Permainan tim lebih bagus dibanding lawan. Pun intensitas serangan ke zona pertahanan lawan. Berulang kali. Maka, gol itu hanya soal waktu. Lazim dalam sebuah reportase. Tim menang dan juara, semata alasan prestasi.
Dua hal ungkapan “hanya soal waktu”, tentu berbeda makna. Gol adalah prestasi sejalan menjunjung tinggi sportivitas. Jangan ragu dan pilu, bila tim berbekal kualitas bagus. Tempuh mekanisme demokrasi yang setara sportivitas. Sportif!
Kecurangan dalam pemilu, justru mendistorsi komitmen berdemokrasi sejati. Berbagai upaya menjegal calon lawan tanding. Melulu kejaran kekuasaan, seakan negara berjuluk kerajaan. Karuan, dalil “kedaulatan rakyat” dibiarkan tersesat. Mendadak lupa, bahwa demokratisasi adalah marwah bangsa dan negara. Harus senantiasa terjaga dan terpelihara. Ditumbuhkembangkan.
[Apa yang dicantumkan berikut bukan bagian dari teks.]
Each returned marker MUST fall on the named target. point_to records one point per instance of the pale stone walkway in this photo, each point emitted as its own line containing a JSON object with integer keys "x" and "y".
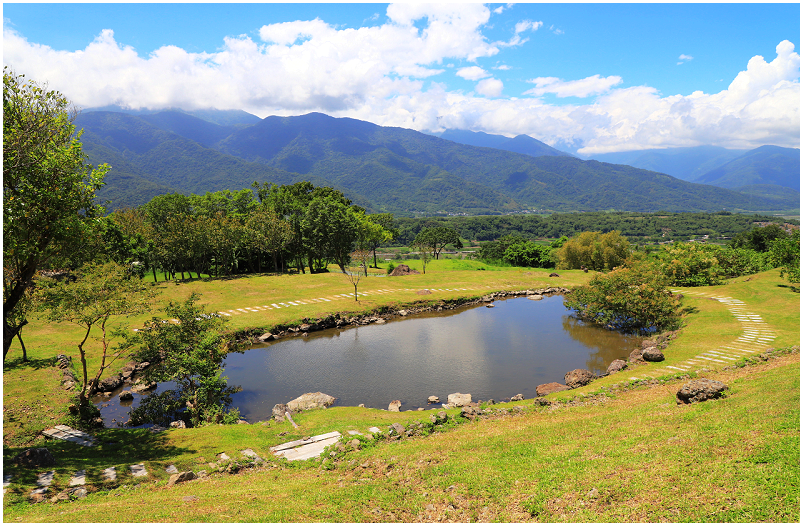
{"x": 334, "y": 297}
{"x": 756, "y": 337}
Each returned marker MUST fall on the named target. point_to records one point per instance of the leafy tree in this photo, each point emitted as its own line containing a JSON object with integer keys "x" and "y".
{"x": 436, "y": 238}
{"x": 101, "y": 292}
{"x": 633, "y": 300}
{"x": 594, "y": 251}
{"x": 48, "y": 189}
{"x": 191, "y": 353}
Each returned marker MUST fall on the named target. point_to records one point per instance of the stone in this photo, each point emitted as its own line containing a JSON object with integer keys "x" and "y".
{"x": 35, "y": 457}
{"x": 636, "y": 356}
{"x": 652, "y": 354}
{"x": 458, "y": 399}
{"x": 310, "y": 401}
{"x": 183, "y": 476}
{"x": 552, "y": 387}
{"x": 578, "y": 378}
{"x": 616, "y": 366}
{"x": 700, "y": 390}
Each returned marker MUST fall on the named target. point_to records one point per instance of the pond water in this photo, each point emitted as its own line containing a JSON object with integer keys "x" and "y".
{"x": 487, "y": 352}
Narasi di atas tak cuma _intermezzo_. Hal “kecurangan pemilu hanya soal waktu”, kian terasa embusan angin. Marak di pentas maya. Terserak di ruang publik. Mengusik bunyi suara para pengamat. Mereka hendak memaklumkan, saatnya “nyanyian bersama” digelar. Memilih diam atau _wait and see_ mirip bak pecundang. Saatnya bersuara lantang.
Forum Dialog Kebangsaan bersama Rizal Ramli di Bandung, akhir pekan lalu — satu di antara suara berteriak. Sebelumnya, diskusi bulanan di kawasan Kemang, Jakarta Selatan. Empat narsum, di antaranya tiga jurnalis senior mengurai analisis bab “hanya soal waktu” itu. Hendrajit, Jus Soemadipraja, Aendra Medita dan pengamat anggaran, Uchok Sky Kadafi. “Tak pernah akan ada Pemilu 2024?!” simpulnya.
Mirip paduan suara, tapi penulis (masih) tak percaya. Mana bisa?! Belakangan, rada tersadar dengan pernyataan bersahutan dari lingkaran _status quo_. Bahkan kian vulgar. Melanjutkan kekuasaan dengan cara sendiri. Sederet cara dilakukan. Bukan melalui tata-cara demokrasi nan hakiki.
Dialog Kebangsaan di Bandung, kembali pada kata kunci. Tak lagi berspekulasi. Bahwa tak cukup ada yang diharapkan lewat Pemilu 2024 nanti. Tak pernah akan lahir sebuah perubahan. Harapan rakyat kembali sirna.
Satu-satunya jalan adalah perubahan sistem. Tanpa itu, kelangsungan hidup berbangsa dan bernegara — tak ubahnya _puzzle_ tanpa spasi. Periodisasi jabatan sejatinya sebuah tawaran perubahan itu. Tapi batasan aturan menyandera. Kekuasaan legislatif dikendalikan sesuai minat kehendak. Maka, perubahan sistem adalah pilihan dan kejaran.
Kecurangan “hanya soal waktu” memutar jarum jam. Mengingatkan peristiwa pascapilpres 2019. Putusan Mahkamah Agung tidak membatalkan hasil pilpres. Komisi Pemilihan Umum (KPU) sudah mengumumkan. Bahkan dilakukan lewat tengah malam. Tak lazim, mirip mencuri hak publik atas keterbukaan informasi. Pun putusan Mahkamah Konstitusi soal hasil sengketa pilpres itu. Final dan mengikat.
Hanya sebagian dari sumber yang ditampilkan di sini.